Onde ele fica devendo é no que o brasileiro cobra sem dó: espaço traseiro e custo de posse. O 2008 nunca foi referência em cabine ampla como alguns rivais maiores. Para casal ou família pequena, atende. Para quem roda sempre com quatro adultos e bagagem, já começa a pedir mais planejamento. E, quando o preço encosta em R$ 180 mil, esse tipo de limitação pesa mais.
No consumo, os números citados de cerca de 13 km/l na cidade e 13,7 km/l na estrada com gasolina são interessantes para um SUV compacto turbo. Não são números revolucionários, mas ajudam o Peugeot a argumentar que o sistema 12V não está ali só para enfeite. O ganho existe. Só não espere o tipo de economia que faz um híbrido pleno mudar completamente a rotina no posto.
👍 Pontos fortes
- Preço promocional: Por cerca de R$ 154.990, entra de verdade na conversa com SUVs compactos topo de linha.

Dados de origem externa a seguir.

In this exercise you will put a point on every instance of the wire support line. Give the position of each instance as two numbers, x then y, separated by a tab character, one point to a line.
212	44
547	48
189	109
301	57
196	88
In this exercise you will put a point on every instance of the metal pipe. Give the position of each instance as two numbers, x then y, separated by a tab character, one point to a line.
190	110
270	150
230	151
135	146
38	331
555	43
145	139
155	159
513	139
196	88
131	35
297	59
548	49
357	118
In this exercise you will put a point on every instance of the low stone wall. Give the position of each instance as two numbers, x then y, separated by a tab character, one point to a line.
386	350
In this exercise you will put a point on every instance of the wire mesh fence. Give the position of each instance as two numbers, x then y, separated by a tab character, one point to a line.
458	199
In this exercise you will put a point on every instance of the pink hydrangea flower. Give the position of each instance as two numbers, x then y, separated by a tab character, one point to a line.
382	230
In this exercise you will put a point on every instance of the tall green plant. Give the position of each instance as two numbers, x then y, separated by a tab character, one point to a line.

- Motor turbo: Os 130 cv no etanol e 20,4 kgf·m dão conta do uso diário sem sensação de carro amarrado.
- Consumo: Os números com gasolina são bons para um SUV compacto automático.
- Cabine: Painel, multimídia e acabamento passam imagem mais atual que a de vários rivais tradicionais.
- Pacote visual: É um carro que aparenta ser mais caro do que realmente fica na campanha.
👎 Pontos fracos
- Segurança: A nota de 1 estrela no Latin NCAP é um alerta sério para um carro dessa faixa de preço.
- Hibridização leve: O sistema 12V ajuda, mas não coloca o Peugeot no mesmo nível de HEV e PHEV.
- Revenda: Peugeot ainda sofre mais que VW, Hyundai, Toyota e GM quando chega a hora de vender.
- Rede: A cobertura de assistência e pós-venda não tem o mesmo alcance das líderes do segmento.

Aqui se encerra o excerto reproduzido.